Gleanings are some items I’ve found lying around the web that I’ve found helpful this week.

The Gospel in Iran

This is one of the most encouraging articles I have read in awhile, in regards to the power of Gospel in the face of overwhelming odds and staggering persecution. It’s amazing what God is doing in Iran. Most helpful may be Afshin Ziafat’s reminder to continue praying for the persecuted church, and for giving us practical ways to do so!

Hope for Pastors in Midlife

Pastoral wisdom from John Piper: “Join Paul in appealing to the highest power and authority in the universe to strengthen you ‘with all power, according to his glorious might, for all endurance and patience with joy’ (Colossians 1:11). Endurance! Endurance! With joy! That is the need of these years. Only God can do this.”

Why We Need Frog and Toad

A brilliant analysis of children’s literature and the culture that produces it, again from Joshua Gibbs: “children’s books have become increasingly squeamish when it comes to addressing genuine human problems, let alone the idea that vice must be painfully overcome through virtue.”

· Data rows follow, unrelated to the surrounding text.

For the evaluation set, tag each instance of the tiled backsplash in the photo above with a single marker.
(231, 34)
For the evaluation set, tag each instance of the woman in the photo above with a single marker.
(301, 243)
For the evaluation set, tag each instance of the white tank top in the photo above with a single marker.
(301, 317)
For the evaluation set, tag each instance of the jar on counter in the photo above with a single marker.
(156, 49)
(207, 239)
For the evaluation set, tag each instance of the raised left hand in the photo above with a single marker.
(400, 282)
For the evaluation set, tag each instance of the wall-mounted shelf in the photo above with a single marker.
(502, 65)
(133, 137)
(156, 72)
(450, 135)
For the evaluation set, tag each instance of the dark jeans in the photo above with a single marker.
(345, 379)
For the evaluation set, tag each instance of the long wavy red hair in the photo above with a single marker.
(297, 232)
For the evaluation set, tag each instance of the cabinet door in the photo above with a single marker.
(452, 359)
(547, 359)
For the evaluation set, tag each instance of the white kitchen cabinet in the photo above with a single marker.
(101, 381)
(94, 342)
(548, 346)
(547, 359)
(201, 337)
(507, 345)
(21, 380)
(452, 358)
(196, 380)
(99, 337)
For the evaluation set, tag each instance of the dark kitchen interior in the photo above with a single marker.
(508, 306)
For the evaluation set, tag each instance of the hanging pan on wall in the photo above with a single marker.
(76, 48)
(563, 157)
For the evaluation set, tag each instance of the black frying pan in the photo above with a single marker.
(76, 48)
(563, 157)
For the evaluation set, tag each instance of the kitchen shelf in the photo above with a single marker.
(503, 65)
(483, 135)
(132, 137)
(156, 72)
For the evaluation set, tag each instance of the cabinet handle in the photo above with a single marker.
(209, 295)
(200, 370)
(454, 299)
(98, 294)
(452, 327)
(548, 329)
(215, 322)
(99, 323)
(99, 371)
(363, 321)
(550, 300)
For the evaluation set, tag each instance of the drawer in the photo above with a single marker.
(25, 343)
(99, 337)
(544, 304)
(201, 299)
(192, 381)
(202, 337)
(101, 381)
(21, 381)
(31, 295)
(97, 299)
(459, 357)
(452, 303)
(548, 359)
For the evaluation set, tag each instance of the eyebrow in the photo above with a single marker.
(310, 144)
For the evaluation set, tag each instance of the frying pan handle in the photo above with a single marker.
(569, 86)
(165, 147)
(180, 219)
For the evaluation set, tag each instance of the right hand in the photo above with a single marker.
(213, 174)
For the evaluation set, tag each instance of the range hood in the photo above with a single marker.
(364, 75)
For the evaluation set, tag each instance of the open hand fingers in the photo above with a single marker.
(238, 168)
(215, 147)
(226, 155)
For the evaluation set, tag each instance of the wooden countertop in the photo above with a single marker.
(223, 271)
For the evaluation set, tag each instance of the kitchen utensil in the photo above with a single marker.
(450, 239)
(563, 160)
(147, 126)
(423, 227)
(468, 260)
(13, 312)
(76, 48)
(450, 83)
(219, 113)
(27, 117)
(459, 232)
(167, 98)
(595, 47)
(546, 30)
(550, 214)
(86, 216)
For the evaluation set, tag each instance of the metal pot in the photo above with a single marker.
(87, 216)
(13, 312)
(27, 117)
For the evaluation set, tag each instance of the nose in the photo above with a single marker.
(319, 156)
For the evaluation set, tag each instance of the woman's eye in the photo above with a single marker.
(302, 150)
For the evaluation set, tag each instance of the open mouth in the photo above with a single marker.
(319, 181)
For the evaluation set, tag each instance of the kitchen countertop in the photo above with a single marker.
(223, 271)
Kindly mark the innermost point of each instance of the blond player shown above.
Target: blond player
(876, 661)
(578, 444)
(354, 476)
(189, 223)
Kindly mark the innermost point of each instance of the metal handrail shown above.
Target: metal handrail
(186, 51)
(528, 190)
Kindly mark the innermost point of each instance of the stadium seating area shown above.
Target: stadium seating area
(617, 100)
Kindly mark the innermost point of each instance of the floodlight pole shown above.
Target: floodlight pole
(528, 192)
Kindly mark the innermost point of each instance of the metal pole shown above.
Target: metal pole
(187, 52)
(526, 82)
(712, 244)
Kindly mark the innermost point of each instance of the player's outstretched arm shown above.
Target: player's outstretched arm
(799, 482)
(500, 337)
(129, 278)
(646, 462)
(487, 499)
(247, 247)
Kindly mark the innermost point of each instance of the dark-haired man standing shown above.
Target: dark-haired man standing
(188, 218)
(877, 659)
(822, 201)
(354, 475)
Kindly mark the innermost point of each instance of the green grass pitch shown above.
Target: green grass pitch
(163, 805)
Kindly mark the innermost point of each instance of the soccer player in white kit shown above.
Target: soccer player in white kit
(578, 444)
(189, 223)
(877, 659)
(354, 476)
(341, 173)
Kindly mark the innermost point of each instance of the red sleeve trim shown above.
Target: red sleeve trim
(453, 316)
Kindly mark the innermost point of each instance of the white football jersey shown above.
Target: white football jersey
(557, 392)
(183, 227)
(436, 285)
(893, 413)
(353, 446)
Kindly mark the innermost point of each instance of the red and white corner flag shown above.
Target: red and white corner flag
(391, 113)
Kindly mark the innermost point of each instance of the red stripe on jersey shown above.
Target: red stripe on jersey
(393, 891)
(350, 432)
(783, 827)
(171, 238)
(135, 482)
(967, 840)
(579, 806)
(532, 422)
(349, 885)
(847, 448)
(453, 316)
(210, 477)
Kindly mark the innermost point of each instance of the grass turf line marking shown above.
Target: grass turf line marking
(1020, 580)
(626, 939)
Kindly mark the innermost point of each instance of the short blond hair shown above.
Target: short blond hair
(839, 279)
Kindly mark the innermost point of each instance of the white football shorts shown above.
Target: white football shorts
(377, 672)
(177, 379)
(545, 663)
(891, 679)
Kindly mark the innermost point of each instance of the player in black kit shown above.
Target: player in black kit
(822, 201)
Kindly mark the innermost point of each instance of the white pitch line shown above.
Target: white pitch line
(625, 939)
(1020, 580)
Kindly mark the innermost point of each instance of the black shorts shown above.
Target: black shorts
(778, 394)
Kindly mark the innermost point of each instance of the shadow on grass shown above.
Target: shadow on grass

Christians and Pornography

This is a difficult read, not for the squeamish or easily-offended [due warning given!]. However, it is an eye-opening look, from a secular sociologist of religion, at the effects of pornography use on conservative Protestants. I obviously don’t agree with most of his conclusions (following the general truth of scientific inquiry that “is” does not equal “ought”). This one is both telling and not surprising: “After looking at pornography for a long enough time, they started to back away from their faith a little bit. They were less likely to pray, less likely to attend church, less likely to feel like God is playing an important part in their lives.” Our idols tend to do that, don’t they? The solution to this problem is not–as a social scientist might argue–“lighten up, boys,” but rather, “Repent!”

Censuring Facebook?

I thought I was all alone in thinking that it was ridiculous to criticize Facebook for censoring content, since they are a private company, not the government. The debate is bigger than my understanding, heating up with a recent op-ed in the New York Times from Facebook Co-founder Chris Hughes as well as a response from Facebook VP Nick Clegg. All that to point out the issues are big, but government intervention in regards to censorship by a private corporation–to me–seems to amount to congressional hearings on steroid use in Major League Baseball. Just odd.